Pro - You can buy varying degrees of nutrients You can get slow release (Osmocote etc) Ease of use/no smell

Con - Can burn trees roots Can harm useful bacteria

Organic fertilizer A fish based fertilizer is good watered in thoroughly every 2-3 weeks in spring and autumn. Be sure to water until it reaches the bottom of the pot. If you only have a few trees it may be best to mix up a bucket and dunk your trees to make sure. You don't want to water only a section of the soil or it will draw the roots to the surface.

Chemical There are hundreds of different chemical fertilizers that come in powder liquid and slow release pellets. I cannot recommend any one in particular. I will say be careful with what ever one you choose, it is better to mix under the recommended strength and apply more regularly than give your plants one strong dose.

Here is a recipe I got from Deborah Koreshoff's book "Bonsai Its Art, Science, History and Philosophy" that I managed to pick up on Trademe. (The book is out of print) It is a great book. Ingredients 3 parts soya bean meal 1 part blood and bone 1 part chicken manure 1 part wood ash 1 part fish emulsion

Method Place all the ingredients into a container, 4 times the volume of the ingredients and add water to bring it to half way. Put a lid on and leave it to bubble away for about 3 months. After it is fermented top up the bin with water. Use one part of this mix to five parts water and dunk or water your plants thoroughly. You can also make small fertilizer cakes from the same mixture by adding less water allowing it to evaporate. Once evaporated add plain flour to make it sticky and form it into small biscuits. Let these dry in the sun until hard. Just place these on the soil of your trees they will act as a slow release fertilizer.

Our fertilizer

There is nothing in these tablets that will harm your trees, so they are ideal as a long-term slow release. There are some plants that can be sensitive to chemical fertilizer such as Ulnus Pavaflora Chinese Elm . I have looked up a few recipes for these tablets and most require cottonseed meal, which I am having trouble finding in New Zealand.

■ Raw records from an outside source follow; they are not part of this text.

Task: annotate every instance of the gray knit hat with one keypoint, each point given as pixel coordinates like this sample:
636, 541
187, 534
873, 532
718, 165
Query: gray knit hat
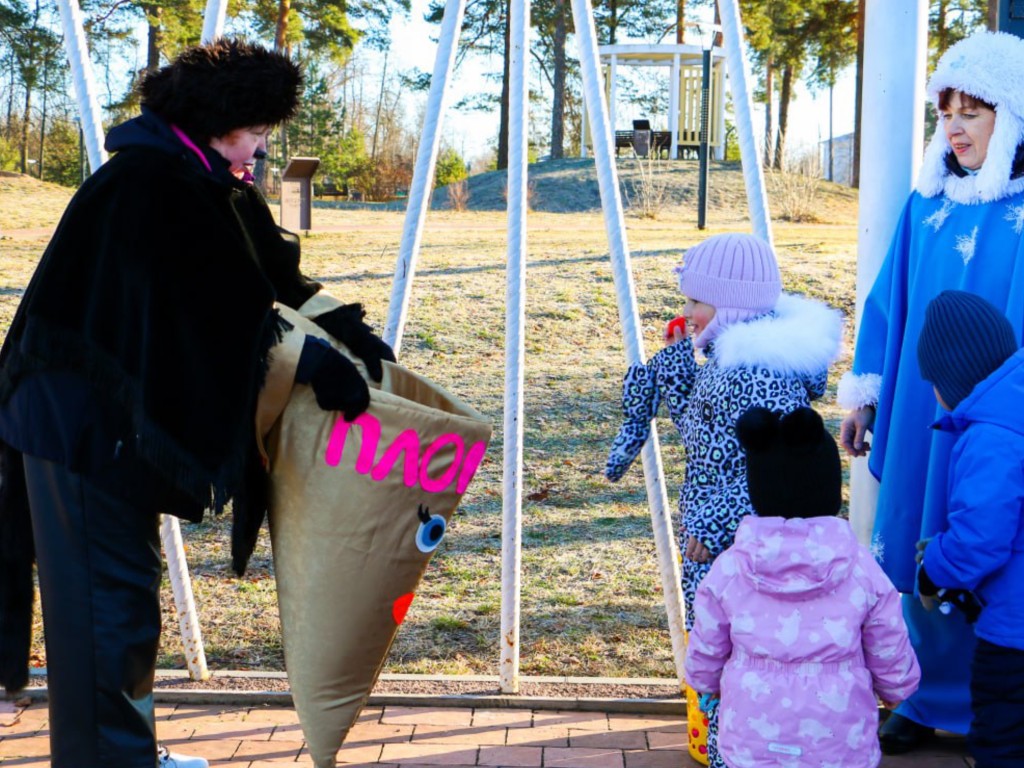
964, 340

I do however have a lot of coffee grounds, which I have successfully used instead.

As mentioned above all fertilizer has an N.P.K rating and someone has gone to the trouble of rating several organic materials as well, so cotton seed meal has a rating of 6.2.1 and my coffee grounds are at 2. a little bit lower in the nitrogen stakes. This is rectified by other additives.

Our Recipe


4 parts coffee grinds or cottonseed meal

4 parts Blood and Bone

1 part rice flour

1 packet yeast

3 cups fish emulsion

Water or worm farm juice to mix


It is as simple as mixing the ingredients together, adding enough moisture to allow it to hold together when squeezed and rolling them into suitable sized balls. they should be allowed to dry out before use. The cages are a good idea as they stop them being washed off the soil or being eaten be animals or insects.

I tried these on some elms that needed a boost. They had a prune and a weed. The second photo is taken two months on.